Drug Interactions

Drug interactions between Danocrine and Lipitor

Results for the following 2 drugs:

Danocrine (danazol)
Lipitor (atorvastatin)

Interactions between your selected drugs

danazol ⇔ atorvastatin

Applies to: Danocrine (danazol) and Lipitor (atorvastatin)

ADJUST DOSE: The use of danazol with higher dosages of certain HMG-CoA reductase inhibitors may be associated with an increased risk of myopathy. The proposed mechanism is danazol inhibition of intestinal and hepatic CYP450 3A4, the isoenzyme responsible for the metabolic clearance of HMG-CoA reductase inhibitors like atorvastatin, lovastatin, simvastatin, as well as some of their pharmacologically active metabolites. High levels of HMG-CoA reductase inhibitory activity in plasma is associated with an increased risk of musculoskeletal toxicity. Myopathy manifested as muscle pain and/or weakness associated with grossly elevated creatine kinase exceeding ten times the upper limit of normal has been reported occasionally. Rhabdomyolysis has also occurred rarely, which may be accompanied by acute renal failure secondary to myoglobinuria and may result in death. Use of simvastatin and lovastatin with danazol has resulted in musculoskeletal toxicity, and the risk may be increased with dosages greater than 10 and 20 mg/day, respectively.

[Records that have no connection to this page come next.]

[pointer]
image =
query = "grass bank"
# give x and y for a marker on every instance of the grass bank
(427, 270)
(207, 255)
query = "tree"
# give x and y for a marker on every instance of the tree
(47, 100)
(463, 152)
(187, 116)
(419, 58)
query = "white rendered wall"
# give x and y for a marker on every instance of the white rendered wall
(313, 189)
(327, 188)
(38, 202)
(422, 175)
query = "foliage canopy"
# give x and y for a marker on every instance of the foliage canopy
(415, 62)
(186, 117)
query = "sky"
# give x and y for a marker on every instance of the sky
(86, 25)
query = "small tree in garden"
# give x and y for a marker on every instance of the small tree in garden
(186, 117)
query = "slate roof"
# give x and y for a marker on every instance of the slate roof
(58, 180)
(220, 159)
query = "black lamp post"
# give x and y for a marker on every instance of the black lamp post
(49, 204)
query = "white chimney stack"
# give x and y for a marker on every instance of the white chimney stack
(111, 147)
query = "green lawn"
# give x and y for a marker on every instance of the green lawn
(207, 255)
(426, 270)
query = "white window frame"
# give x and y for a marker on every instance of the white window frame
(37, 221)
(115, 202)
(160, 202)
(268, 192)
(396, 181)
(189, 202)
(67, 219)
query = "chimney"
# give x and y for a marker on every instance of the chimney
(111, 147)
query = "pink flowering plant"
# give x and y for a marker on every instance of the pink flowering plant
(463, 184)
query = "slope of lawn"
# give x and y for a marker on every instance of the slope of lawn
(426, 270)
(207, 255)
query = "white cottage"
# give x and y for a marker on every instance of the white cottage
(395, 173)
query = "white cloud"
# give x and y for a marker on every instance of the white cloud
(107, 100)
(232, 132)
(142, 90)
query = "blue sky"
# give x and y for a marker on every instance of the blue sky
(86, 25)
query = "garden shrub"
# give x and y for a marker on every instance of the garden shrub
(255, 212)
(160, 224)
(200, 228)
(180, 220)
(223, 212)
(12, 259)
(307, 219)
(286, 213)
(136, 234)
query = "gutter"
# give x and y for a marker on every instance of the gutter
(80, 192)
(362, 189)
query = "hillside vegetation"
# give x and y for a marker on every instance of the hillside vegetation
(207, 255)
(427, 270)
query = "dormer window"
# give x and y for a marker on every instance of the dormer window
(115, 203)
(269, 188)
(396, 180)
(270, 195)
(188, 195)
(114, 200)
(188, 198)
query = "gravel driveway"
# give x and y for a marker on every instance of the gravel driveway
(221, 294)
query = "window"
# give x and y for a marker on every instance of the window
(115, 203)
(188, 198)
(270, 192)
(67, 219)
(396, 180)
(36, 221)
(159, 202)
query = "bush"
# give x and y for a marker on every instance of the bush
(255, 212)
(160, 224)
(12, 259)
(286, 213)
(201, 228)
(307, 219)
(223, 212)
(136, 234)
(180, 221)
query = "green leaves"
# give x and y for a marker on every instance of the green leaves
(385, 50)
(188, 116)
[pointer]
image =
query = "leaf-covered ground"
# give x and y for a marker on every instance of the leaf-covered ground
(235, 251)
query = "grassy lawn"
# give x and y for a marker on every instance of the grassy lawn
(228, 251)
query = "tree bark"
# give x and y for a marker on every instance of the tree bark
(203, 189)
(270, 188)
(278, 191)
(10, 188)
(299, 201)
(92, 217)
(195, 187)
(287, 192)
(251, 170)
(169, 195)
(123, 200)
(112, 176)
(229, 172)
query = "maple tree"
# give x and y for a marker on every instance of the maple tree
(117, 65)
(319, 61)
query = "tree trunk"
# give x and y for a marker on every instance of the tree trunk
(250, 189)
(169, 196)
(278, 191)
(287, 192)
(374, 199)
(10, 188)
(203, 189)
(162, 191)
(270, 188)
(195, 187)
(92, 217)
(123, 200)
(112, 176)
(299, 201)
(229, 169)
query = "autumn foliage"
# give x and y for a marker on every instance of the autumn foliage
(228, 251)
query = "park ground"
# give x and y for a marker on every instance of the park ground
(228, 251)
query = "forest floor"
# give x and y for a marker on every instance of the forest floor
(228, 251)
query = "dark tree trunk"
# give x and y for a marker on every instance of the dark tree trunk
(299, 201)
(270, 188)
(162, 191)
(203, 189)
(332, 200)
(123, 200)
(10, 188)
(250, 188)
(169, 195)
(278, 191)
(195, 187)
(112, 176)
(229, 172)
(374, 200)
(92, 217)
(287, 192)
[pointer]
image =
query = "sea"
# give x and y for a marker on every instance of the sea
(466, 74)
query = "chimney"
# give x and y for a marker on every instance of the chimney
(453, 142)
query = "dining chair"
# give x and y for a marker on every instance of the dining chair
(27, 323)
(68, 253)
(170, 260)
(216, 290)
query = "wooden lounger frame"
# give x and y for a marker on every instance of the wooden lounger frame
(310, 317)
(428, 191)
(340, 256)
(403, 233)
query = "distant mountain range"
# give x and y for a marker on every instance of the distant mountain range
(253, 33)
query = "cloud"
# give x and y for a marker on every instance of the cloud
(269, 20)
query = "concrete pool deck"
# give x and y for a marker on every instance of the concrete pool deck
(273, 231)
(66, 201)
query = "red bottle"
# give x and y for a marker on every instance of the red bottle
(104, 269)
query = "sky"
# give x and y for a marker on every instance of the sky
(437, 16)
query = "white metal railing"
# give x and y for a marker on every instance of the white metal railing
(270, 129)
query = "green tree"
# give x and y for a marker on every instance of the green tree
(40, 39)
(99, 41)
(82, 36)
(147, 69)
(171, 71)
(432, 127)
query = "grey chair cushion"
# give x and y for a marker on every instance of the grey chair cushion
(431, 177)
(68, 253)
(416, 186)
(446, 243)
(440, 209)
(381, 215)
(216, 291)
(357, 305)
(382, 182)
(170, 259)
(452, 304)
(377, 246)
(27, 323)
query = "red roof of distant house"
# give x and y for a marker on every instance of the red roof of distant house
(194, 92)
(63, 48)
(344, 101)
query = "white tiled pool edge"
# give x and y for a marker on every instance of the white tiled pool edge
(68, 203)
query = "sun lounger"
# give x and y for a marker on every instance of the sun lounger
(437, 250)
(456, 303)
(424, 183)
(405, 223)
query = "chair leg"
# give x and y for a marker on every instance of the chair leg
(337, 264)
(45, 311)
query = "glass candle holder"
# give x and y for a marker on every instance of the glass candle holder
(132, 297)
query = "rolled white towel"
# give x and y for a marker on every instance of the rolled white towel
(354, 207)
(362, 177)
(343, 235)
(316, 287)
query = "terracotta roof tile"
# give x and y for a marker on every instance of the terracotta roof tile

MANAGEMENT: The benefits of the use of atorvastatin, lovastatin, simvastatin, and red yeast rice (which contains lovastatin) in patients receiving danazol should be carefully weighed against the potential risks. If the combination is prescribed, lower dosages of the HMG-CoA reductase inhibitor should be considered. Product labeling for simvastatin states that therapy should start at 5 mg/day and not exceed 10 mg/day when used in combination with danazol. Similarly, lovastatin therapy should begin at 10 mg/day and not exceed 20 mg/day when prescribed with danazol. Fluvastatin, pravastatin, and rosuvastatin are probably safer alternatives in patients receiving danazol, since they are not metabolized by CYP450 3A4. All patients treated with HMG-CoA reductase inhibitors should be advised to promptly report any unexplained muscle pain, tenderness, or weakness, particularly if accompanied by malaise or fever. Therapy should be discontinued if creatine kinase is markedly elevated in the absence of strenuous exercise or if myopathy is otherwise suspected or diagnosed.